Chrome’s analysis estimates that split caching results in a 3% increase in cache misses, i.e. fetches for which a payload exists in the cache of the user's device, but is unavailable to the page because it was fetched by the user while loading a page from a different origin. This results in approximately 4% more total bytes being fetched over the network.


Our analysis further revealed that many of the redundant fetches caused by split caching were for common payloads associated with displaying user content (libraries, fonts, widgets, ads) or common payloads that assist in operating online businesses (analytics). The delayed arrival of these common payloads resulted in visible "jank" for users, impacting performance metrics like LCP, FCP and CLS. This jank has been associated with negative effects to online business' engagement and conversion rates.
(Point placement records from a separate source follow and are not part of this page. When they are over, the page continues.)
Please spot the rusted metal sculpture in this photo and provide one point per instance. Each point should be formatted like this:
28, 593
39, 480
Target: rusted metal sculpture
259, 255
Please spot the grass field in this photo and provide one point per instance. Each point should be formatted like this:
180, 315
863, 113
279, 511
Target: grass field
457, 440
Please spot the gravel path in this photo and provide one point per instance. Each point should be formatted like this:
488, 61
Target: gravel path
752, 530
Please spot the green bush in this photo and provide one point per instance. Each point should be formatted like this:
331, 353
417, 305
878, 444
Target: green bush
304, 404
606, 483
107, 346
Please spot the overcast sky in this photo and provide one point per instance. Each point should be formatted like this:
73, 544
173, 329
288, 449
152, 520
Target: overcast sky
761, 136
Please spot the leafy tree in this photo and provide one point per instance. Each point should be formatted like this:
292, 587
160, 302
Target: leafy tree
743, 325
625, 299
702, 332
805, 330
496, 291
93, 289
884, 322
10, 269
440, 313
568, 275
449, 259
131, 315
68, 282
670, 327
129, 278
Furthermore, delayed loads of analytics and ads payloads can result in missed ads impressions and dropped analytics hits.


Initial public proposal

This experiment sends a list to Chrome of 100 <URL, hash> pairs whose payloads are considered pervasive (the "pervasive payloads list"). During the three-week experiment period, if Chrome fetches a payload that matches both the URL and its hash on the pervasive payloads list, it is inserted into a local single-keyed cache. This payload is then available for use by Chrome when loading pages on other sites that include the matching URL. All other fetches for URLs not on the pervasive payloads list are cached according to the existing split HTTP cache.


The hash covers the payload body and most response headers, except for those which change on every response.


To ensure we do not degrade the privacy profile of any users during this experiment, only users with third-party cookies currently enabled will be eligible for the experiment. We will compare the experience of users in experiment and control arms according to total bytes loaded and page performance metrics like the Core Web Vitals.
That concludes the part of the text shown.